Guillain-Barré Syndrome (GBS) has been increasingly reported from some countries currently experiencing an outbreak of ZIKV; GBS is postulated as a rare sequela to ZIKV and investigations are ongoing to establish a causal link.

Sexual Transmission

ZIKV has been detected in semen two months after clinical symptoms of ZIKV; a small, but growing number of probable sexually transmitted cases of ZIKV infection (male to female) have been reported.

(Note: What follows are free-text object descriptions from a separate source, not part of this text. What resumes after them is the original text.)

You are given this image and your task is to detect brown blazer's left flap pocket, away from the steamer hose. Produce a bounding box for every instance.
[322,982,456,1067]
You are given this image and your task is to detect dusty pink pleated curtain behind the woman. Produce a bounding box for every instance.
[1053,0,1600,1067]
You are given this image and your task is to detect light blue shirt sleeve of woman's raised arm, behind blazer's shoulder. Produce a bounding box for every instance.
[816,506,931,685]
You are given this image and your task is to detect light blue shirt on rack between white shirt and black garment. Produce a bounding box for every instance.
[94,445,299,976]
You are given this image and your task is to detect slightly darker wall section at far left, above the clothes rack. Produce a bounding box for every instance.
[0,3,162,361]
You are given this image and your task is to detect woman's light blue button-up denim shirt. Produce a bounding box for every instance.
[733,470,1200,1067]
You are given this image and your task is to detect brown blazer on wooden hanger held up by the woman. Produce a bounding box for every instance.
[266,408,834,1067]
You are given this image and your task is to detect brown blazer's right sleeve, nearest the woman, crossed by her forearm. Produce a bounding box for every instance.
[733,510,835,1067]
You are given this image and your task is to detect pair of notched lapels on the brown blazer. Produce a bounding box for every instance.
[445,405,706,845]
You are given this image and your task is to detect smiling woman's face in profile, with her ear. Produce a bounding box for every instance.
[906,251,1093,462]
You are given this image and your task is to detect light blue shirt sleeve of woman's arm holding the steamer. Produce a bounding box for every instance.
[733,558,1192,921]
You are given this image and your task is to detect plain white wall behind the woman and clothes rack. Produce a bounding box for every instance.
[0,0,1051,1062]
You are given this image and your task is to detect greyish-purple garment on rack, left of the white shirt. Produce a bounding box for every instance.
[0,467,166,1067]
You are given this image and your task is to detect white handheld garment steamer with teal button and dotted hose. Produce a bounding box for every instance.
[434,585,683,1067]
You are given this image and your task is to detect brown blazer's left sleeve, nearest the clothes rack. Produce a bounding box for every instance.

Advice for Travellers to ZIKV Affected Countries

All Travellers

  • Mosquito bite avoidance is strongly recommended.
  • Advised to seek travel advice from a healthcare provider at least 6-8 weeks in advance of travel, but particularly important if pregnant or planning pregnancy.
  • Strongly advised not to travel without adequate insurance – pregnant women should check with their travel insurance company that they are covered under the policy.

Women who are Pregnant

  • Advised to postpone non-essential travel to countries with active ZIKV transmission until the proposed link between ZIKV and adverse pregnancy outcomes has been fully clarified.
  • If travel is essential, women should understand the risks in order to make a fully informed decision.
  • During travel, strict bite avoidance is essential. The use of barrier methods to prevent potential sexual transmission of ZIKV from a male partner during travel and throughout the pregnancy is advised.
  • On return, an early obstetric review is recommended even if well.